Jodi Eichler-Levine, a Jewish studies professor at Lehigh University, argued the tale’s success lies in being a “story of Jewish immigration that appeals to non-Jews as well” and called the movie a “fairytale about America.” It premiered 100 years after the Statue of Liberty’s dedication in 1886, amid centennial celebrations of the country’s immigration history. In the film, the statue comes alive, winking at Fievel and his sister once they find each other and look west at the vast expanse of the United States.
Whether viewers still buy into the optimistic crescendo of “An American Tail” remains to be seen. Do Americans still believe, as Moses hopes, that immigrants and oppressed peoples can unite to overthrow the tyrants of unfettered capitalism? A Gallup poll from February showed that Americans’ satisfaction with the country’s level of immigration has dropped to 28%, the lowest point in a decade.
Moses is betting that children’s theater has a way of refreshing themes adults have exhausted with political discourse. Children want to grapple with the ideas at the core of the show, he said, such as “the needs of the individual and the needs of the collective, the need to go out on your own but still remain connected to your family and your background.”
“The most successful material for kids tends to engage with real things that they’re thinking about and worrying about,” he said.

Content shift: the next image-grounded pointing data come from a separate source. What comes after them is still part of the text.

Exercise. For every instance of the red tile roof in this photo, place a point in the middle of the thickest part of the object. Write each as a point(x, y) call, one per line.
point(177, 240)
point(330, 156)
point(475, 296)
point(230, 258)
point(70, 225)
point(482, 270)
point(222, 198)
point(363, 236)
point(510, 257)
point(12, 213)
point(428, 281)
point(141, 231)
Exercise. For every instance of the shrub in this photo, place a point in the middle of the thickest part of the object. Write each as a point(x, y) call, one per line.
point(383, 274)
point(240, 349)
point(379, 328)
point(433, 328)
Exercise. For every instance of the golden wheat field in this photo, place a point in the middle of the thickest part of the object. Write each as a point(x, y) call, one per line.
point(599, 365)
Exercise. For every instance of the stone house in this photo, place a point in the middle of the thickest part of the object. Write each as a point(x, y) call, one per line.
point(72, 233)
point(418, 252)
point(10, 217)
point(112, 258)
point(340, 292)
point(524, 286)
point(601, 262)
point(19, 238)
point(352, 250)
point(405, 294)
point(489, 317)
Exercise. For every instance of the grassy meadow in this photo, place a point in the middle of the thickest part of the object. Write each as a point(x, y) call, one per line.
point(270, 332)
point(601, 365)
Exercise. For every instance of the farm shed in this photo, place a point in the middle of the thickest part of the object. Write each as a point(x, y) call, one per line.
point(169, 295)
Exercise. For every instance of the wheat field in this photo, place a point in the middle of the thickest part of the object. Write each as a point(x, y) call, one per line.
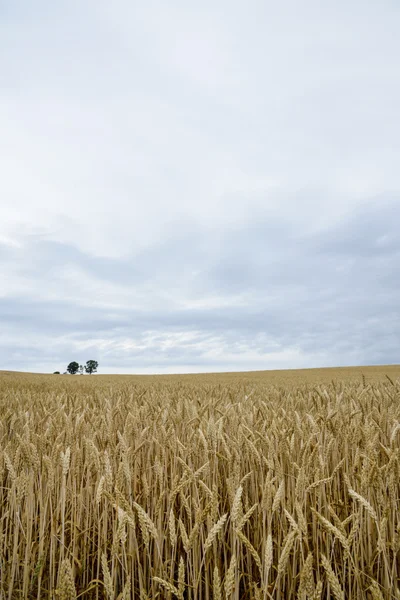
point(251, 485)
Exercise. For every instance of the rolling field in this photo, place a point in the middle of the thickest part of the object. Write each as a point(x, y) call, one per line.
point(259, 485)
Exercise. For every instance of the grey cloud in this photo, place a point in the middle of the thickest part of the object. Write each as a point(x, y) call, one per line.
point(294, 297)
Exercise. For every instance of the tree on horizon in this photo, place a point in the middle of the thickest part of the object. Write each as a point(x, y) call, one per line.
point(91, 366)
point(73, 367)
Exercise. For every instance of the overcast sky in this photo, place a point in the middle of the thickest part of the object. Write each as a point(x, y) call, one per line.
point(202, 186)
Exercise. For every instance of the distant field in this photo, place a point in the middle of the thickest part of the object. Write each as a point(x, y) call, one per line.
point(280, 377)
point(273, 484)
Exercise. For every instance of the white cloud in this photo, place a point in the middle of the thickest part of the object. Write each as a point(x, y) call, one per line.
point(184, 156)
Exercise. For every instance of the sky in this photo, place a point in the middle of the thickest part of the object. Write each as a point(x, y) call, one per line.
point(191, 187)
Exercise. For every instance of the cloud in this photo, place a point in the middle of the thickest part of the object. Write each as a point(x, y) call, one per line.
point(199, 187)
point(271, 297)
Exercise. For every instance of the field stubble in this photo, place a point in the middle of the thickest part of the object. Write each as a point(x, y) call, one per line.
point(200, 487)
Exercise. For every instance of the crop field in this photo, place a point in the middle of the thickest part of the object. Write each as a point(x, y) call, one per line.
point(268, 485)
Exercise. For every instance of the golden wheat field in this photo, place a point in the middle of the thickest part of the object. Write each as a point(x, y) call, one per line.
point(234, 486)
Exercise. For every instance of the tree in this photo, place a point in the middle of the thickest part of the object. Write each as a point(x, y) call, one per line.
point(73, 367)
point(91, 366)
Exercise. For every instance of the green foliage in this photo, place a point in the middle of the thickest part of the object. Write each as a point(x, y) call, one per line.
point(73, 367)
point(91, 366)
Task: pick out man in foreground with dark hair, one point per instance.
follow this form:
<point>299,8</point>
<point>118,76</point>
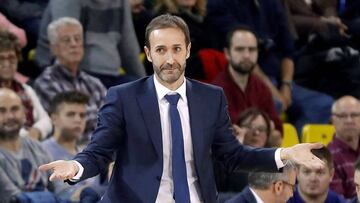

Today, another wave of families has fled Fievel’s hometown: though Shostka was part of the Russian Empire in the 19th century, it is now in the Sumy region of northeastern Ukraine. The Sumy Oblast was among the first regions stormed by Russian forces in February 2022 and continues to suffer daily shelling. Eichler-Levine expects that global refugee crises will only continue to broaden the appeal of a migration story.
“The ideas [in An American Tail] are sadly relevant for most of the planet right now, given that climate change and devastation from war are leading to another tremendous wave of global migration,” said Eichler-Levine.
Shira Li Bartov is a contributing writer to JTA and Jlife magazine.